Neste contexto, a campanha que hoje termina teve um "tom geral de polarização, de extremos", num confronto entre esquerda e direita, como a de maio, com os grandes partidos a repetirem as mesmas estratégias, defende Carlos Barrera.
Para este académico, o Partido Popular (PP, direita), favorito nas sondagens e grande vencedor de 28 de maio, fez uma "campanha bastante conservadora, no sentido de tentar conservar o muito território já conquistado".
O PP insistiu nas últimas duas semanas na mensagem, que já tinha usado e funcionado nas eleições anteriores, de "revogar o Sanchismo", que os populares dizem ser as políticas e a forma de governar do atual primeiro-ministro, o socialista Pedro Sánchez, com concessões à esquerda radical e a separatistas, que dividiram e crisparam os espanhóis nos últimos quatro anos.

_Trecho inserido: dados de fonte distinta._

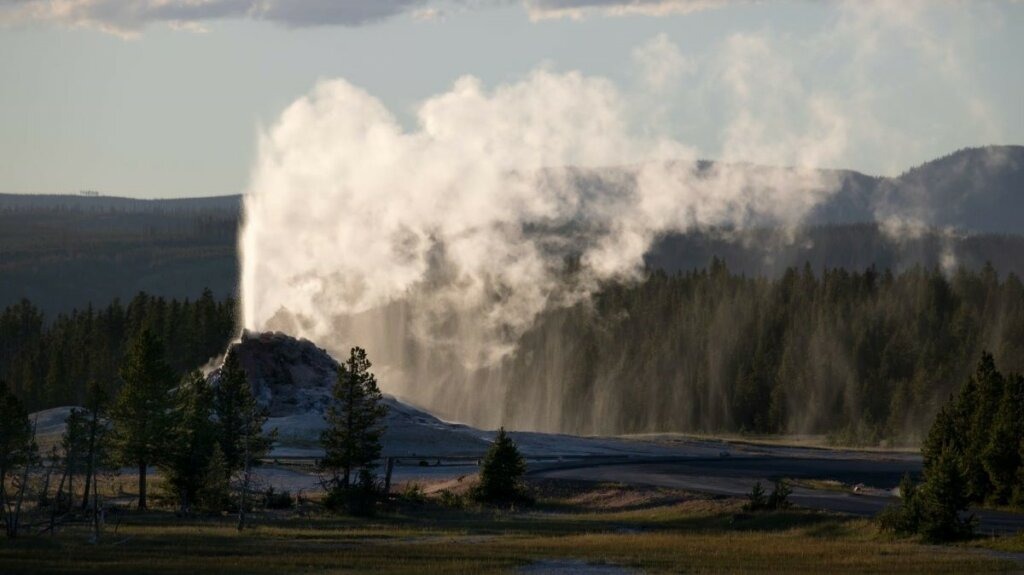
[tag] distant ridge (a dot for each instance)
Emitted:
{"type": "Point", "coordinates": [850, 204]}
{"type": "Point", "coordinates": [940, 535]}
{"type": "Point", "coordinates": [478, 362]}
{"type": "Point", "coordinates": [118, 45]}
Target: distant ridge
{"type": "Point", "coordinates": [974, 189]}
{"type": "Point", "coordinates": [32, 202]}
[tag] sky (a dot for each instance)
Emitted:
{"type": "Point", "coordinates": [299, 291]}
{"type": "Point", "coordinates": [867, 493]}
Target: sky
{"type": "Point", "coordinates": [168, 98]}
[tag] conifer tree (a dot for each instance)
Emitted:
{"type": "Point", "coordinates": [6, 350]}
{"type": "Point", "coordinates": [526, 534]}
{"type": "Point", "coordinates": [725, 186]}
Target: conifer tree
{"type": "Point", "coordinates": [355, 423]}
{"type": "Point", "coordinates": [943, 499]}
{"type": "Point", "coordinates": [193, 438]}
{"type": "Point", "coordinates": [215, 492]}
{"type": "Point", "coordinates": [502, 472]}
{"type": "Point", "coordinates": [240, 417]}
{"type": "Point", "coordinates": [140, 413]}
{"type": "Point", "coordinates": [97, 436]}
{"type": "Point", "coordinates": [15, 437]}
{"type": "Point", "coordinates": [1001, 457]}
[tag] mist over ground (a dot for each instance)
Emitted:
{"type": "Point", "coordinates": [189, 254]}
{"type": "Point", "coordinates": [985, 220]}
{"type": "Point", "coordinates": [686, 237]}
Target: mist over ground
{"type": "Point", "coordinates": [438, 246]}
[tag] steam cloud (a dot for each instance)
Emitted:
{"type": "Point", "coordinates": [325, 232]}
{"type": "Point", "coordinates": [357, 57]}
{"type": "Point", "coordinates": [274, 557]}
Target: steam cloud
{"type": "Point", "coordinates": [472, 217]}
{"type": "Point", "coordinates": [453, 232]}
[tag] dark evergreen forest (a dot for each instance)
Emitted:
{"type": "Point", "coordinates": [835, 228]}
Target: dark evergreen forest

Do outro lado, o Partido Socialista (PSOE) tentou levantar um espírito de recuperação e inversão do resultado de 28 de maio e das sondagens, com o foco da mensagem na ameaça da entrada da extrema-direita no Governo.
Mas, como afirma o professor Carlos Barrera, manteve a "forte componente personalista" da campanha, muito centrada na figura do primeiro-ministro, o que pode ter vantagens na mobilização de algum eleitorado, "mas tem inconvenientes porque precisamente há setores extensos da população espanhola que estão bastante fartos de Pedro Sánchez, das políticas que levava a cabo, dos parceiros com quem governou".
O líder do PP, Alberto Núñez Feijóo, manteve-se na campanha em terreno seguro, apostou nos comícios e deu várias entrevistas, mas só aceitou participar num debate com outros candidatos, um "frente-a-frente" com Pedro Sánchez de que saiu vencedor, segundo todas as análises.
Já Sánchez partiu para a campanha "mais pró-ativo, incluindo mais agressivo, com mais aparições televisivas e entrevistas e muitíssimo mais disponível para debater", na análise da politóloga Astrid Barrio, professora de Ciência Política na Universidade de Valência.
Estas eram as estratégias dos dois candidatos que aspiram ser chefes de Governo e, para Carlos Barrera e Astrid Barrio, ambas foram surpreendidas com o único debate entre Sánchez e Feijóo na televisão, embora com resultados diferentes para socialistas e populares.
Carlos Barrera diz que no caso de Feijóo, que foi presidente do governo regional da Galiza durante quatro mandatos, "criou-se uma imagem nova" junto da generalidade dos espanhóis que "reforçou moralmente" o PP, com as sondagens dos dias seguintes ao debate a indicarem a consolidação da vantagem do partido.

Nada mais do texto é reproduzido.